Origines du Jambon serrano

Le jambon affiné, en particulier le jambon serrano, fait partie de l’histoire de l’Espagne et représente un des éléments essentiels de son contexte culturel. Si l’on remonte aux anciens Celtes, le porc était un produit de base de leur alimentation, il était même considéré comme un objet de culte. Ce peuple commerçant le plaçait parmi ses marchandises principales et les plus appréciées. Des sculptures de porcs, façonnées de manière très habile, conservaient les termes de ses domaines et de ses routes et s’érigeaient sur des monuments funéraires qui veillaient sur le repos de ses illustres défunts.

Plus tard, les Romains, respectueux des cultures et des traditions présentes sur les territoires qu’ils intégraient à leur empire, furent séduits par les mets ibériques, s’imprégnèrent des biens culinaires de la péninsule et enrichirent leur bagage culturel avec la symbolique et l’histoire porcine. Le jambon, la partie la plus précieuse, juteuse et savoureuse de l’animal était réservé aux classes les plus riches. Des cuisiniers spécialisés dans l’élaboration de jambons et d’autres charcuteries appelés « vicarius supra cenas » virent le jour. L’importance du commerce du jambon affiné à l’époque romaine fut telle qu’à l’époque d’Auguste et Aggripa des monnaies romaines en forme de bout de jambon furent créées.

Pendant le Moyen Âge et l’époque moderne, le porc a continué d’être consommé en abondance, sous forme de viande ou de charcuterie, en raison de la facilité de son élevage, au caractère omnivore de son alimentation et à la rapidité de sa reproduction.
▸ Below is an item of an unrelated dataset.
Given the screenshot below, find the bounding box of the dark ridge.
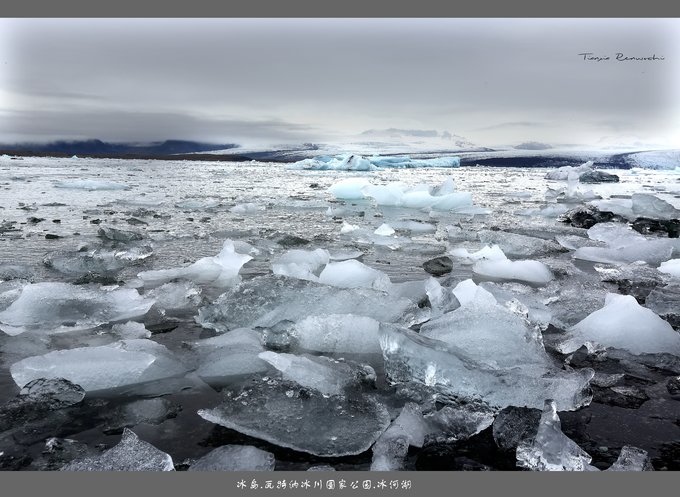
[0,140,238,156]
[460,154,631,169]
En effet, l’abattage du porc a été, dans toute l’Europe, une des grandes fêtes sociales du monde rural.

Enfin, le jambon serrano atteint son apogée au XIXe siècle et à la première moitié du XXe siècle, grâce au développement de la technique de préparation de produits carnés, sous l’impulsion de l’industrialisation et la libéralisation du commerce européen.
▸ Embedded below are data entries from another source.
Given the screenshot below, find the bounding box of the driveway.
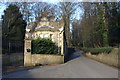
[3,50,118,78]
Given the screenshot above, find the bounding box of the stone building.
[24,11,64,65]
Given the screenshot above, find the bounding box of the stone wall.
[85,48,120,67]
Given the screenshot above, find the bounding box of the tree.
[2,5,26,53]
[59,2,78,47]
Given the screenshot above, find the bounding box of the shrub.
[82,47,113,54]
[32,38,58,54]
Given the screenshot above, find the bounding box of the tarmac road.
[3,51,118,78]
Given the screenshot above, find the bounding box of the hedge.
[82,47,113,54]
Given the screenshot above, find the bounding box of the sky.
[0,0,82,19]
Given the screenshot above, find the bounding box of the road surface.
[3,51,118,78]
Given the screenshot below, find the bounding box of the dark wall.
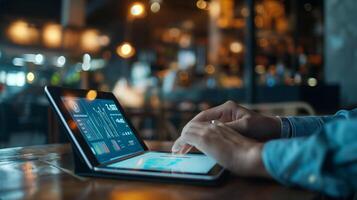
[325,0,357,106]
L’importance du commerce du jambon affiné à l’époque romaine fut telle qu’à l’époque d’Auguste et Aggripa des monnaies romaines en forme de bout de jambon furent créées.

L’art de l’affinage du jambon serrano

Le jambon serrano est un produit riche en protéines, minéraux et vitamines. Grâce à ces qualités nutritives, il est devenu un des éléments essentiels de l’alimentation méditerranéenne. L’art de saler et d’affiner les jambons est un héritage gastronomique qui a survécu à travers les siècles et qui aujourd’hui se conserve à travers ses procédés d’élaboration.

Au Ier siècle av. J-C, l’historien grec Strabon a fait allusion dans son œuvre « Geographika » (livre III), au jambon de la terre d’Ibérie. Il raconte que les Kerretanoís, un peuple de descendance ibérique qui habitait dans les Pyrénées occidentales, élaboraient d’excellents jambons, et les comparaient à ceux de Cantabrie.

Le mot serrano vient de sierra (chaîne de montagnes) et fait référence à la coutume de l’affinage du jambon dans les hauts lieux des sierras, comme les Pyrénées ou la cordillère Cantabrique, où le climat froid et sec facilite l’affinage et apporte au pernil, la désignation du jambon jusqu’au XIVe siècle, cette saveur si particulière et caractéristique.

Les étapes ultérieures de l’histoire espagnole continuèrent d’ériger le jamón serrano à travers l’art et le respect de la tradition dans son élaboration : le Moyen Âge éleva le porc à la condition d’animal de saints dans les pays de tradition catholique et, déjà au Siècle d’or, Quevedo et Cervantes ont laissé de délicieuses preuves écrites de l’arôme intense de l’aliment le plus formidable de leur terre.